March 22, 2012

(++++) THE RETURN CONTINUES

In the Beginning, There Was Chaos: “For Better or For Worse” 2nd Treasury. By Lynn Johnston. Andrews McMeel. $25.99.

     Lynn Johnston’s reconsideration of the early years of her For Better or For Worse comic strip continues in her second “Treasury” volume much as it began in her first, Something Old, Something New. The approach in the second book is the same as in the first: Johnston polishes early strips, improves the sometimes clumsy art that she created in the strip’s early years, and adds some new sequences to take the story in somewhat different directions or flesh out some characters or plot points to which she had paid scant attention in the original originals.

Johnston’s early strips were frequently funnier than her later ones, albeit more superficial; indeed, not all readers necessarily enjoyed the complex, interwoven and often rather dour plot elements of the later strips, which followed aging characters of multiple generations through life, love, disease, old age and death. In the Beginning, There Was Chaos, a handsome hardcover book with more than 400 oversize pages, again gives Johnston’s fans – including ones whose newspapers decided not to carry the “restarted” strips that she offered to papers after she stopped drawing For Better or For Worse in 2008 – a chance to look back on the comic’s early years and relive a family-oriented strip that gained considerable depth and intensity over a run of nearly 30 years.

     The strips in In the Beginning, There Was Chaos date to 1981-83, not long after the strip began to be syndicated in 1979. As in the previous “Treasury,” Johnston includes a host of personal revelations (“Of all the household chores, I hate ironing the most”); discussions of which strips are directly based on incidents in her own life (“The dialogue in this strip went exactly as written, except that I kept the punch line to myself!”); photos of herself and her family taken at the time the strips were drawn; and notes on which strips had an “advocacy” element (“Strips like this one were done to support all the smart, productive, and caring moms I knew who were struggling to stay sane”). Johnston reminisces about her feelings about being a housewife part of the time and a cartoonist the rest: “When we accept the role of Mom, we become a nurse, a psychologist, a short-order cook, a laundress, and an alarm clock. Our day seems to belong to everyone else, and there’s rarely time for makeup and hair spray.” And she shows how she worked these thoughts into the strip: the “rarely time for makeup and hair spray” comment accompanies a sequence in which cartoon Elly, Johnston’s alter ego, asks her cartoon husband, John, whether he ever looks around to see if he would rather be with someone else, someone who can “look glamorous before 10:45 a.m.” Elly really is an alternative-reality creation, not Johnston herself, and that is another interesting thing to learn from this book: “The character ‘Elly’ is not me. She is someone I MIGHT have been, given other circumstances. My real life wasn’t nearly as plausible as Elly Patterson’s.”

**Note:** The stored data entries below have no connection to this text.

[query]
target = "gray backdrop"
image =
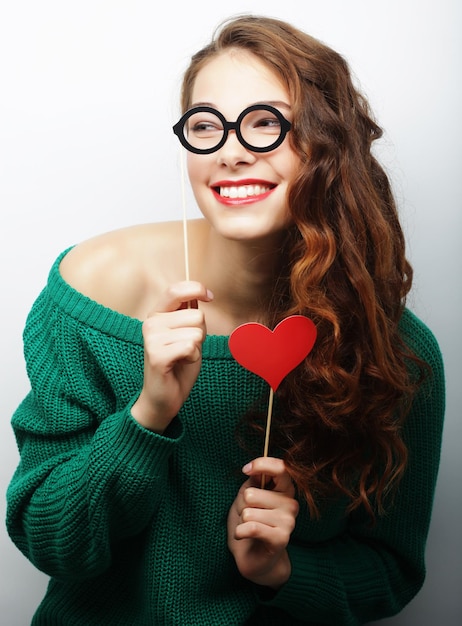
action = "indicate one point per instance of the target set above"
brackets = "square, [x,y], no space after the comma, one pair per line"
[88,97]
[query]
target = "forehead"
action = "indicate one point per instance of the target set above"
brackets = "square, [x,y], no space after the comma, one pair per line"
[236,79]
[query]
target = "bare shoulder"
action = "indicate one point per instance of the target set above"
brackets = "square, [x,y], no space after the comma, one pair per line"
[127,269]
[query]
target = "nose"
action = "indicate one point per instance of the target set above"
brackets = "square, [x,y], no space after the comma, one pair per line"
[233,153]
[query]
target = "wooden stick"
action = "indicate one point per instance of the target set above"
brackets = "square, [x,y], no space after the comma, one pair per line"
[268,430]
[185,223]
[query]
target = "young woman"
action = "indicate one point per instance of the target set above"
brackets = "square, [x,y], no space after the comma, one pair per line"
[130,492]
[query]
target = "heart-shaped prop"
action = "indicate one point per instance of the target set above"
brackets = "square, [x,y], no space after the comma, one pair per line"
[272,354]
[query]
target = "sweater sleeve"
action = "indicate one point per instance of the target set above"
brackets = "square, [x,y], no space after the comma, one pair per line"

     Although Johnston puts these early strips in context, some of the ancillary material she includes is charmingly (some might say irritatingly) outdated – for example, the newspaper story about her from September 21, 1981, which begins, “Lynn Johnston could be the envy of the coffee klatsch. Sure, she cooks and cleans, mops and shops, just like the rest of us. She even has a career she pursues every morning from nine to noon. But, unlike the rest of us, Lynn literally gets to tell the world about it.” That sort of prose has certainly lost its charm, but Johnston’s own has not, whether she is writing about spice cake from a favorite bakery whose name she included in one Sunday strip or discussing another Sunday’s “trip to the dump” panels in the context of her own family’s adventures with discards. Touchingly, she tells about the gooseneck lamp that her father found at a dump one time and kept for 40 years, after which it passed to Johnston’s brother, who still uses it. “Touching” is, in fact, an apt word for the quality that made For Better or For Worse so special and so popular for so many years. The strips in In the Beginning, There Was Chaos may not have the polish of those of later years, and the story lines may not be as fully integrated as they later became, but this collection shows clearly just how, and why, so many readers were touched so often by Johnston’s take on everyday family life.